My colleague and friend Liz Claman interviews Warren Buffet each year and asks him the most popular questions submitted by investors and professionals around the world. I send a couple questions for the interview that I hope to hear opinion on when she interviews him next Monday, May 6th at 9:30AM/ET.
To give you an idea of the contend, here are some of Buffet’s best tips from past interviews on ways to maximize your investment portfolio:
1) Discipline
If you know you shouldn’t eat cheddar fries because they won’t help improve your health, then you don’t, right? Until of course a huge platter is put before you. Well, while Buffett often indulges in steak and fries, he would never break his codes of investment discipline, and that has worked wonders for him and his bank account, and those of his shareholders.
2) Only buy on sale! When he’s looking to buy a stock, he never EVER overpays for it no matter how much he wants it.
If you do overpay, it’ll come back to bite your portfolio returns. He looks at the price-to-earnings ratio of a stock, how solid company management is, how much cash the company brings in from its operations and then make sure the price isn’t elevated beyond what’s reasonable.
3) Embrace the ugly ducklings because they’ll eventually turn into beautiful stock swans.
He loves to say, “Liz, you never want to buy the quarterback who just won the Super Bowl. He’s too expensive.
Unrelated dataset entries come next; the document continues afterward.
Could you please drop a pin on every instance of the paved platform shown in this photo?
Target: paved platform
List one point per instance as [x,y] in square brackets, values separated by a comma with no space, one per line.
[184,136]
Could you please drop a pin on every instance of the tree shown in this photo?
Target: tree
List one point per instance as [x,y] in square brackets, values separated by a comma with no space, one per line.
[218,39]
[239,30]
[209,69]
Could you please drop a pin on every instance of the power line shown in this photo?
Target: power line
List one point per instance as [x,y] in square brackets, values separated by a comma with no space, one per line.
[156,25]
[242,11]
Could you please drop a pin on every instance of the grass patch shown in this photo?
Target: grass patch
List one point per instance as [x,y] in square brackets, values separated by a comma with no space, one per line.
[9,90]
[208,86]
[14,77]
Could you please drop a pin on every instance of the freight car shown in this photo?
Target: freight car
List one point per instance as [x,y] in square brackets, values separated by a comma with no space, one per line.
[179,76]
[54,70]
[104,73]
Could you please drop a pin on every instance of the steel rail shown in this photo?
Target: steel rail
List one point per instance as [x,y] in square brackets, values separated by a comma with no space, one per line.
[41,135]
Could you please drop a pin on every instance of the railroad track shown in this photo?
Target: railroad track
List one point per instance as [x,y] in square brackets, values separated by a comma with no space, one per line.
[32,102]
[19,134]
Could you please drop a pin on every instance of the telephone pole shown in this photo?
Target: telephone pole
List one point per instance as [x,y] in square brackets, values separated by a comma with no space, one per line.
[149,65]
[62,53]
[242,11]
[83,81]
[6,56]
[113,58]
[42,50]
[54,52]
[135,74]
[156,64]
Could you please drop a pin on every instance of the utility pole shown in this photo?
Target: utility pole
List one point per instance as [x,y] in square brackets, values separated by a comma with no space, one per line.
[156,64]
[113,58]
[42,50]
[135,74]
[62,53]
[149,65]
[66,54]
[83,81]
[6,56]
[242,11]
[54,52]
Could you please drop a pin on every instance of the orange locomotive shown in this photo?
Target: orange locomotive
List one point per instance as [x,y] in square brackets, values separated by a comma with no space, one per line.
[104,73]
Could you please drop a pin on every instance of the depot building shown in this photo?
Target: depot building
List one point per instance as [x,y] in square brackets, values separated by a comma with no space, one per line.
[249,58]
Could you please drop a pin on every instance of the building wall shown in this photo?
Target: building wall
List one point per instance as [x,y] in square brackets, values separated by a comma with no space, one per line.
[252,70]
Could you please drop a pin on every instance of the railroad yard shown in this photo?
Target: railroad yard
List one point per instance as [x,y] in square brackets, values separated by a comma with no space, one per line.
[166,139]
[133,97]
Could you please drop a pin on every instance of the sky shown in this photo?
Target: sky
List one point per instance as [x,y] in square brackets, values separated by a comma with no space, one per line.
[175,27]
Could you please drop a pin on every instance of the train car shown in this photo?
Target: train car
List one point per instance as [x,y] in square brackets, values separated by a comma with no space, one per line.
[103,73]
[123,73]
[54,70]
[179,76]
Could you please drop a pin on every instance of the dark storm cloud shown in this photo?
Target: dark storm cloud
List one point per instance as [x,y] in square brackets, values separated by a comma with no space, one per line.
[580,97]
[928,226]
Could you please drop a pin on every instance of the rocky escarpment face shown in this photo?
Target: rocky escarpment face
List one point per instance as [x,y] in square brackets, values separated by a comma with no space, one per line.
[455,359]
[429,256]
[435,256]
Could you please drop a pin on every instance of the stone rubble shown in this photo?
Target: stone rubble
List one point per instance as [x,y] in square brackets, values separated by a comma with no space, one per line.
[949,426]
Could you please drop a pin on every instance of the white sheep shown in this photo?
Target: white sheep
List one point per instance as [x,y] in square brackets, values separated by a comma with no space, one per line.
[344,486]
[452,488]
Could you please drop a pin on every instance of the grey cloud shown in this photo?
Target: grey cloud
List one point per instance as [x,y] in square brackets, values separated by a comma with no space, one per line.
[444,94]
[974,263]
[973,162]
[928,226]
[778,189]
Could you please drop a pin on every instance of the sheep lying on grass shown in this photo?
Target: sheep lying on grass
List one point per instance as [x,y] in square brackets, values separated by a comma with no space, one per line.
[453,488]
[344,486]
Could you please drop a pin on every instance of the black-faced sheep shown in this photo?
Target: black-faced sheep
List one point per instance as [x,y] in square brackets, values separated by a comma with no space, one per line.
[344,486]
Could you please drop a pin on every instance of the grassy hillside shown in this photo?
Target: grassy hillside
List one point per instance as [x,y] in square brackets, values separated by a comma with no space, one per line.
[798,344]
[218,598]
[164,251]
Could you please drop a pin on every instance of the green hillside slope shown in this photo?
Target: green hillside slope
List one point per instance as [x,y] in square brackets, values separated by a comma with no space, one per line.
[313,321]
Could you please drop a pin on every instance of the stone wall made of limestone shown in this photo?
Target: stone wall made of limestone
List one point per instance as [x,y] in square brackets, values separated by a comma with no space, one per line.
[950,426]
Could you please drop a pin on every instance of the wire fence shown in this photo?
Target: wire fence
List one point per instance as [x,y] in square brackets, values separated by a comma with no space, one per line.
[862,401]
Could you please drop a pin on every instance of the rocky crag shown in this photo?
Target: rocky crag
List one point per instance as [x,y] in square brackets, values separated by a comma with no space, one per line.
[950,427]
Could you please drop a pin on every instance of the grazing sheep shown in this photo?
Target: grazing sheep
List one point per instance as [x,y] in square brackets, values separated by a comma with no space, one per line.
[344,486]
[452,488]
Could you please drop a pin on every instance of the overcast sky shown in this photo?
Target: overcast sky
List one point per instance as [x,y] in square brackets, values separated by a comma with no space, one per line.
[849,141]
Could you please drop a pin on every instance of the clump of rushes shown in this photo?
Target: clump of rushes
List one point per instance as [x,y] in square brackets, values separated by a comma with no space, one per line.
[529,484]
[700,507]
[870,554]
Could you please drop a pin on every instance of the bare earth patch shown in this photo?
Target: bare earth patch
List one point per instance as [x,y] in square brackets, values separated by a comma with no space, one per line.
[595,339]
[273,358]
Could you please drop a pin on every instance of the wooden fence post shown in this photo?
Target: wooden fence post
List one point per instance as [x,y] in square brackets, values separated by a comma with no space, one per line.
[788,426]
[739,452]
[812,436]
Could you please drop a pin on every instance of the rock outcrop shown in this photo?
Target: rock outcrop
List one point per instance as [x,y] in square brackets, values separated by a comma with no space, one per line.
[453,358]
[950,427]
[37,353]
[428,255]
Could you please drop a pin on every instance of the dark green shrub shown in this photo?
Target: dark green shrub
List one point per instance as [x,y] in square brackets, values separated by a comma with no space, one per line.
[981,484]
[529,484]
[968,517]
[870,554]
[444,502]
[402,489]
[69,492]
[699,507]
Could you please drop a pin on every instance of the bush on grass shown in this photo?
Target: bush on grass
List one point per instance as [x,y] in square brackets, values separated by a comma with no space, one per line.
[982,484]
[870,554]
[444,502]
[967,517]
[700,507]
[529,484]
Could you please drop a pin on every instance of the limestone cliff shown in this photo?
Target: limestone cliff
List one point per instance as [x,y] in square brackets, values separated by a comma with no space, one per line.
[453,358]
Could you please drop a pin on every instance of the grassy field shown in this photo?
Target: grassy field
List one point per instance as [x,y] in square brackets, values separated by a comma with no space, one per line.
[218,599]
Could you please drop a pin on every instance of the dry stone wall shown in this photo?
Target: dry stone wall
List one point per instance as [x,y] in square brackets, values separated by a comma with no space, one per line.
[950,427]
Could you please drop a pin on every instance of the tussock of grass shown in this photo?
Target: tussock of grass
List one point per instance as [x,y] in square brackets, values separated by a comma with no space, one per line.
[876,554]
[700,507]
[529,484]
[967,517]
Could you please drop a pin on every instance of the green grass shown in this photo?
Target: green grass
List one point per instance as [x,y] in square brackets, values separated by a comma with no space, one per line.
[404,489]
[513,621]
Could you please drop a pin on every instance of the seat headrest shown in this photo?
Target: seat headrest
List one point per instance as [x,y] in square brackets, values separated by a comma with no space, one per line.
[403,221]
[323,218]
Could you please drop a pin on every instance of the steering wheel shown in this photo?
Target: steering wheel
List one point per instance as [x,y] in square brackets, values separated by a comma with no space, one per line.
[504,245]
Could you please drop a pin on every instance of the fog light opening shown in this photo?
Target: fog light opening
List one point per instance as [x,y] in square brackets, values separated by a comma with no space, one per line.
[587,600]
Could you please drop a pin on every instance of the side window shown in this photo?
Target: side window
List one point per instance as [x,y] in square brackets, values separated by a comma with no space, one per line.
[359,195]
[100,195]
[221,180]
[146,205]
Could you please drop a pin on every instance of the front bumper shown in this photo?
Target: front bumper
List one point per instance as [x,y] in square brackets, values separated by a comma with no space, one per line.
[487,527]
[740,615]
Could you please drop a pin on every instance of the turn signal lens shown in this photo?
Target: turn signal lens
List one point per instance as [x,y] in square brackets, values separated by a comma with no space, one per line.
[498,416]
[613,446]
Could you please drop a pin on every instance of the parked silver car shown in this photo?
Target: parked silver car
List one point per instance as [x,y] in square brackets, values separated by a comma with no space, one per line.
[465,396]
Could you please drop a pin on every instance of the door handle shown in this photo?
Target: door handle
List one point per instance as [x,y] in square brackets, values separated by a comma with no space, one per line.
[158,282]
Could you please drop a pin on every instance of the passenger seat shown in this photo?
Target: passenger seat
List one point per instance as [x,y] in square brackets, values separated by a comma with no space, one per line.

You want to buy the guy in the hospital bed with his leg in a sling because you know he’s cheaper and the odds are, he’ll get better and blossom.”
4) Get a little Gordon Gekko-esque green in your heart, but ONLY under certain circumstances.
This may be the most difficult one, but it may also be the tip that makes you the most money. Be greedy just as others are fearful. When everyone was running away from stocks during the financial crisis, Buffett was elbow deep, buying up the names he’d wanted for so long but were too expensive. Suddenly they were “on sale” and he had lots of dry powder to dive in. He did this with names like Tiffany, Goldman Sachs and Harley Davidson during the housing implosion. All those names–best in class but beaten down– looked like great deals to him just as everyone was running away. He jumped in with both feet, or should I say, a huge wallet and he made a fortune over those investments. Try it. Your portfolio may love you for it!